IBMの人工知能は、辞めようとする従業員を95%の精度で予測する。

IBMのジニー・ロメッティCEOは、CNBCの@ワークタレント+HRサミットに登壇し「IBMのAIは、どの従業員が辞めようとしているか95%の精度予測できる」と断言しました。その結果、今までに330億円の引き止め費用を削減できたと述べています。

ジニー・ロメッティがCEOになってからの7年間で、IBMは人事領域にAIの適用を進めてきました。どのようなデータを使ったか、またどのようなAIのモデルを使って離職者予測をしているかの詳細は明かされませんでしたが、世界中で約35万人の従業員を抱え、絶えず人材の出入りを繰り返している大量な人事データを元にAIを学習させ、精度向上を図った結果、辞めそうな人材を高確率で特定可能になった模様です。

IBMは従業員の転職のリスクを予測し、管理職がその従業員に取るべき行動を規定するために作られた「離職防止プログラム」の特許も取得しています。

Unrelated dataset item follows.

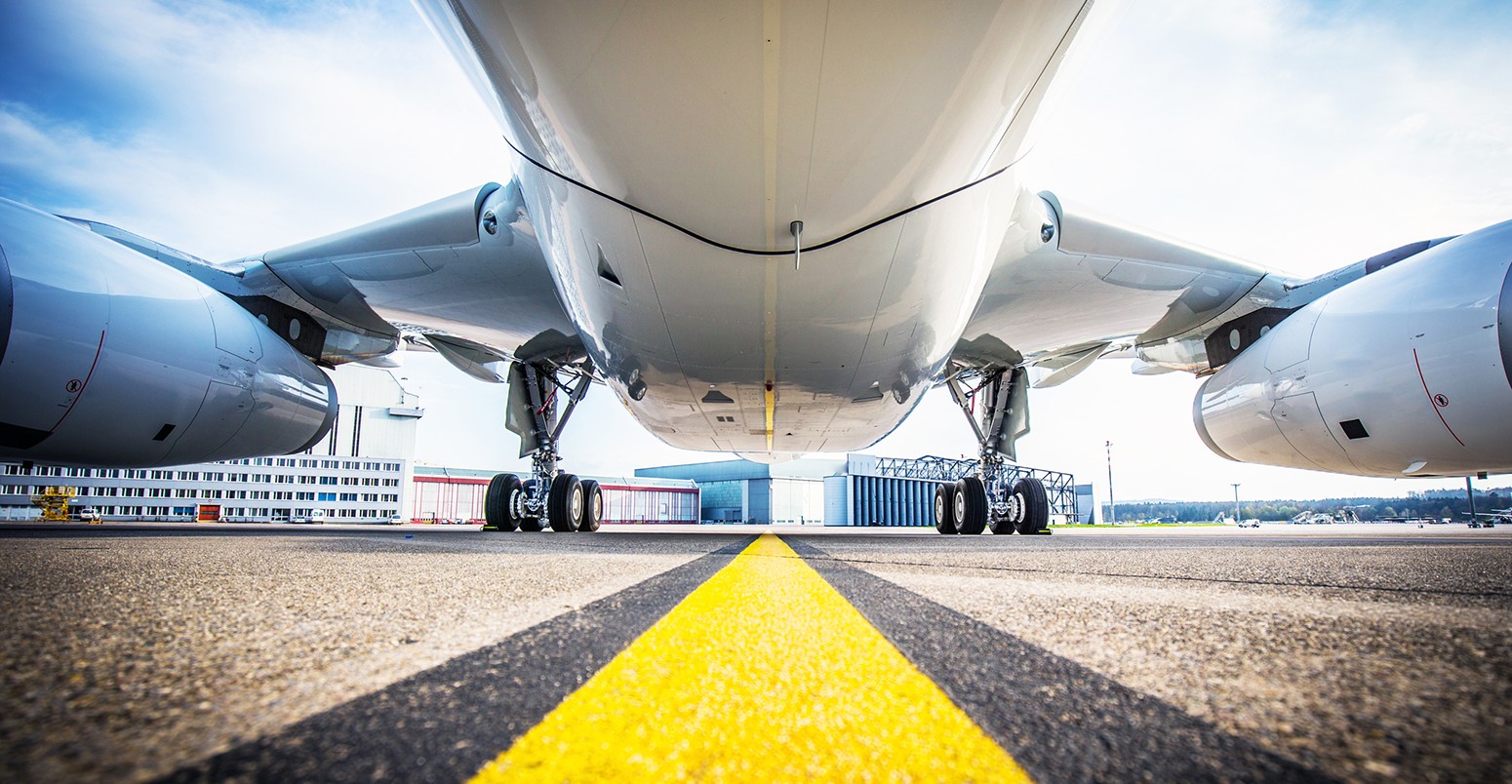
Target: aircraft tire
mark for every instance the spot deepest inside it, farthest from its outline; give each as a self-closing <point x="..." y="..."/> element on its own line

人事スタッフの30%を削減してAIに置き換えたIBM

今ではAIによる離職者の予測だけでなく、従業員に必要な教育や、昇進、昇給の必要性を見分けるのにもAIが役に立つようになったと述べています。

そして、ジニーは古典的な人事モデルは徹底的に見直す必要があるとの認識を示し、既にIBMは人事スタッフの30パーセントを削減して、AIに置き換えたことも明かしています。ただし、AIに任せていない仕事は、価値が高い仕事で、その分報酬も高くなっていると、説明を付け加えています。